Viruses are the commonest causes of short-term infections and they infect the eye directly. It seems likely that host immune responses terminate infection. These infections do not usually cause long-term damage to the eye.

Picornaviruses cause acute hemorrhagic conjunctivitis, which is common in tropical and subtropical areas of the world with high humidity and high population densities. There have been two pandemics. Enterovirus 70 is the commonest cause, but coxsackie virus A24, poliovirus and adenoviruses are also associated with this disease.

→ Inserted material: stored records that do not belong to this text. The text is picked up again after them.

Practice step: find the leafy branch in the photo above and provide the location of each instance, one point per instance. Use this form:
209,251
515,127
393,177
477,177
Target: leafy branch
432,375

Adenoviruses cause acute conjunctivitis and epidemic keratoconjunctivitis. They are the commonest cause of ocular infection in developed countries. Many adenovirus types have been isolated from the eyes of patients, and types 3, 7 and 10 predominate in the UK. Adenoviruses also cause ocular disease in developing countries: they have been isolated from patients with acute hemorrhagic conjunctivitis (see above) and they were the commonest cause of acute conjunctivitis in a study in Pakistan, where virtually all the isolates were type 8.

Ocular infection with enteroviruses and adenoviruses evokes the production of specific antibodies. Antibodies against eneteroviruses can neutralize virus infectivity, and antibodies against adenoviruses can fix complement. The roles of these antibodies in disease are not known.

Measles virus affects the conjunctiva and cornea of most, if nor all patients with measles. This usually resolves without damage to the eye. In parts of Africa, however, many children with measles subsequently develop corneal ulceration and postmeasles blindness. Although the roles of immune responses in measles are well defined, their importance in the development of postmeasles blindness is not known. Measles infection can reduce tear flow, and children who are severely ill are unable to close their eyelids, so that their eyes become more susceptible to secondary infection. Malnutrition and measles virus infection both cause immunosuppression. Vitamin A deficiency can lead to xerophthalmia, and traditional eye medicines can damage the eye. In some areas of Africa, children with measles often develop corneal ulcers caused by herpes simplex virus. This may result from direct infection of the eye or from reactivation of existing infection (see below).